ZODIAC: database-independent molecular formula annotation using Gibbs sampling reveals unknown small molecules
By
Marcus Ludwig,
Louis-Felix Nothias,
Kai Dührkop,
Irina Koester,
Markus Fleischauer,
Martin A. Hoffmann,
Daniel Petras,
Fernando Vargas,
Mustafa Morsy,
Lihini Aluwihare,
Pieter C. Dorrestein,
Sebastian Böcker
Posted 16 Nov 2019
bioRxiv DOI: 10.1101/842740
The confident high-throughput identification of small molecules remains one of the most challenging tasks in mass spectrometry-based metabolomics. SIRIUS has become a powerful tool for the interpretation of tandem mass spectra, and shows outstanding performance for identifying the molecular formula of a query compound, being the first step of structure identification.
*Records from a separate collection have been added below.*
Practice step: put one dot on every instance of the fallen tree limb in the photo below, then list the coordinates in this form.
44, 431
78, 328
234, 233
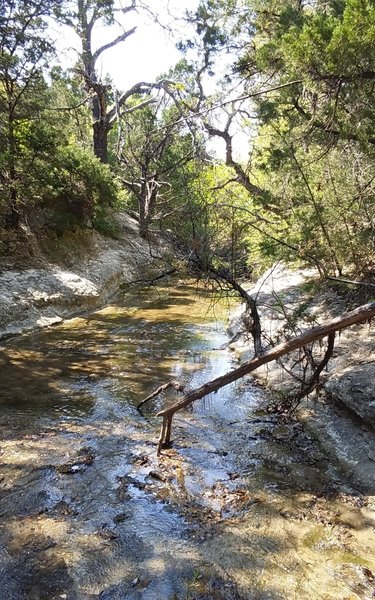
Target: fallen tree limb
308, 387
362, 313
177, 386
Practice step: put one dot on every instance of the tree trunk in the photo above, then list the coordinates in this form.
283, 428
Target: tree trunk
100, 139
362, 313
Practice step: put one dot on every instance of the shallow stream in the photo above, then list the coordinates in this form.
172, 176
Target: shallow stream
244, 505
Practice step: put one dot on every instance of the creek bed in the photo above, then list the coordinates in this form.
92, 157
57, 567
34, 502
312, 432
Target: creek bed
244, 505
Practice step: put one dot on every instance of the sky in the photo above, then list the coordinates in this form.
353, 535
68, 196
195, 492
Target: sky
144, 55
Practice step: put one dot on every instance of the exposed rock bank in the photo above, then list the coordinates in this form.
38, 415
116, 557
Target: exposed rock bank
47, 293
342, 416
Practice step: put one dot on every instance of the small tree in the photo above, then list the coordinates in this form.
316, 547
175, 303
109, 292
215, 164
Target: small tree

Nevertheless, the identification of both molecular formulas for large compounds above 500 Daltons and novel molecular formulas remains highly challenging. Here, we present ZODIAC, a network-based algorithm for the de novo estimation of molecular formulas. ZODIAC reranks SIRIUS' molecular formula candidates, combining fragmentation tree computation with Bayesian statistics using Gibbs sampling. Through careful algorithm engineering, ZODIAC's Gibbs sampling is very swift in practice. ZODIAC decreases incorrect annotations 16.2-fold on a challenging plant extract dataset with most compounds above 700 Dalton; we then show improvements on four additional, diverse datasets. Our analysis led to the discovery of compounds with novel molecular formulas such as C24H47BrNO8P which, as of today, is not present in any publicly available molecular structure databases.